Heart Attack Like Symptoms

Originally published on December 30, 2021.
Last Updated on February 28, 2024.

In my relatively small circle of friends and acquaintances I have two good friends who have been rushed to the hospital in the past couple of months experiencing heart attack like symptoms. Neither actually had a heart attack. Both are around 50 yrs old. Both were put on statins for cholesterol issues and told to reduce stress in their lives. And both were double vaxxed.

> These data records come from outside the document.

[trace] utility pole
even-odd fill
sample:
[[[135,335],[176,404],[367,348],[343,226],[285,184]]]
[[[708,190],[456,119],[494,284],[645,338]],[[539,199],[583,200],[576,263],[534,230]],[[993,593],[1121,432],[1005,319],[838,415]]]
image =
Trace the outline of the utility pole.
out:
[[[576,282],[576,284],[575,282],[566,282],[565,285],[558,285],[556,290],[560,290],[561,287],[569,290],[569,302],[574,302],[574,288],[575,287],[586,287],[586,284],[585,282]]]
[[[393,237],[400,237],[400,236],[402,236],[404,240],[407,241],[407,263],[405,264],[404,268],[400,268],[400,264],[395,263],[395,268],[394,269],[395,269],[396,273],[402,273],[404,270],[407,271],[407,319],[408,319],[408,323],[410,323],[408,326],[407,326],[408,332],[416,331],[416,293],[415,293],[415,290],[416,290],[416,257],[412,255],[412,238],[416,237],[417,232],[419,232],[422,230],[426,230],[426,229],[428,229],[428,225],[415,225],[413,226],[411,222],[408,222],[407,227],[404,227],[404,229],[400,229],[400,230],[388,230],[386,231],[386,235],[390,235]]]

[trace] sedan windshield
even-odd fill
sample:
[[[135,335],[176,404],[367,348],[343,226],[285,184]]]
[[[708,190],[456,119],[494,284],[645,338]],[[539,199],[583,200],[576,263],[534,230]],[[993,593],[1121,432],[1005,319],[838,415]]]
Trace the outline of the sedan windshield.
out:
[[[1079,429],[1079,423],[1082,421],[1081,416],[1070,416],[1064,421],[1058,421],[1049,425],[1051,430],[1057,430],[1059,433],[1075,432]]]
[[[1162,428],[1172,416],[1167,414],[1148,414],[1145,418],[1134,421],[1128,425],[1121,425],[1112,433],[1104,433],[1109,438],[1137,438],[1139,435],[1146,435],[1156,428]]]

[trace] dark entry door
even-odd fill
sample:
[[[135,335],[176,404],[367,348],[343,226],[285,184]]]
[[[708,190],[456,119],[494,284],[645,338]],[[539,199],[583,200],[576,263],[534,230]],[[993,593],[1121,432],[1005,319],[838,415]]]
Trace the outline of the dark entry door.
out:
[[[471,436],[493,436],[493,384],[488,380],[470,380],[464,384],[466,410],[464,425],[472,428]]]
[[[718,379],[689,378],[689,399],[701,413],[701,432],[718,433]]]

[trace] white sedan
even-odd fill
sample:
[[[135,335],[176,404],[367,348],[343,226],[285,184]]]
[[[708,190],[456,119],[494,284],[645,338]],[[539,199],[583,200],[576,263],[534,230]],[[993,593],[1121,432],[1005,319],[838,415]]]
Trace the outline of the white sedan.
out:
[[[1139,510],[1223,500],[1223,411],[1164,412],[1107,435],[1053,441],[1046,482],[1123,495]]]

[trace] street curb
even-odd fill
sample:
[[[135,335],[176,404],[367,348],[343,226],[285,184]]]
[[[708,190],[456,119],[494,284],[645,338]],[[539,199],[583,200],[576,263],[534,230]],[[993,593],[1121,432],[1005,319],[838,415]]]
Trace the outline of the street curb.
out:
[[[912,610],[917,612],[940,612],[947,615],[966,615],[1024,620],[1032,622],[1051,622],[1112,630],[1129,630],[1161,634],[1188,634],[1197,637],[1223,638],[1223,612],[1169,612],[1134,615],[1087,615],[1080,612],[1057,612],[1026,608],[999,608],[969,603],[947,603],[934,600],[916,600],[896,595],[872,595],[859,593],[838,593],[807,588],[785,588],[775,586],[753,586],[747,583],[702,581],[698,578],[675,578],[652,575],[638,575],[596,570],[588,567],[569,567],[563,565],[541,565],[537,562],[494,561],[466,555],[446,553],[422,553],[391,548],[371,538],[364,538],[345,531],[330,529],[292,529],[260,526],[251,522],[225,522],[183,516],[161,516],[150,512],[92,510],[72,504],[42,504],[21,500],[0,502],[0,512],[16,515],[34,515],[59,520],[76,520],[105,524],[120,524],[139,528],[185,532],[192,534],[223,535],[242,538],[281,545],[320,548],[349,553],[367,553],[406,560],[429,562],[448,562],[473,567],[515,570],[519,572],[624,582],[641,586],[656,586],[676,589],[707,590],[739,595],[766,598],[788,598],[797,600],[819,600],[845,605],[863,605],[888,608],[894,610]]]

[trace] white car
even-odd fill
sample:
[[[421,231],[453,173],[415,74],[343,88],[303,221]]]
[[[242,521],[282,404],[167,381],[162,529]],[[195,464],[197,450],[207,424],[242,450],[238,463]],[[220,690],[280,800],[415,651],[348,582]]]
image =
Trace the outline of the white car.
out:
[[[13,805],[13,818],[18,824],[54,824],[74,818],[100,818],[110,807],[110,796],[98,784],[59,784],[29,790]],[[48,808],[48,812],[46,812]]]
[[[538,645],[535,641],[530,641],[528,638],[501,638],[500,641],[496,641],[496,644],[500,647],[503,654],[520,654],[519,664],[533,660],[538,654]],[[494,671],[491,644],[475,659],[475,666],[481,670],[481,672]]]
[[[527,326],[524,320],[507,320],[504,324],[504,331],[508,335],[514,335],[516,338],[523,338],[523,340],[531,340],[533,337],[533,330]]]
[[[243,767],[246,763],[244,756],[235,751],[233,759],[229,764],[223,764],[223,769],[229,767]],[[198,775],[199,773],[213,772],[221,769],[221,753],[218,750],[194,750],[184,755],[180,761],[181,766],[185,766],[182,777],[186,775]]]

Is my local circle of friends a proper ‘test group?’ No. Does the similarity of their lives, ages, symptoms and outcomes mean anything in a way that we can extrapolate into a larger group? Probably not. Are they an anomaly … mere blips in the haze of data? That, we don’t know.

There seems to be a huge dichotomy in the data and anecdotal reports we are getting from our local health care professionals. Those who have sludged up are telling stories of overflowing hospitals with overworked staff due to covid patients. Those who have rejected the clotshot and subsequently lost their jobs seem to be telling a different story = empty beds, empty departments with pressures from above to obfuscate what is happening in our hospitals.

Is there an increase in ‘heart attack like symptoms?’ Is the sludge damaging hearts? Would ‘they’ even tell us if it was?

One of the biggest failings, and probably the longest lasting damage done by Covid will be the lack of clean data to study and learn from. When the next plandemic comes, how will we react? What should we do? If we have learned anything from the past two years, it is that the pollicization of health care destroys any pretense that our health care system can be trusted. Is your doctor advising your best course of action based on science? Or is it based on his political views … or on the monetary windfall he is about to receive for pumping a diagnoses or drug? Who knows?

What is clear is that we have to take back responsibility for our own health care. We need to know a bit about how our bodies work and what is ‘normal’ for us. We need to build on what makes us feel better and reduce what harms us. Monitor yourself for changes in what you recognize as your personal baseline. I’m not a doctor, nor do I play one on TV, but I’ve lived in a body for 50 some years. When I put conscious thought into it, I can tell you what has worked for my health in the past … and also what has not worked. We are all in the long process of dying, but we can slow the pace by piling up the things that make our bodies work better and rejecting those things that hurt.

Think about these things now, when you are well, so you won’t have to figure them out when you are ill. Plan your potential course of action now. That is all for now.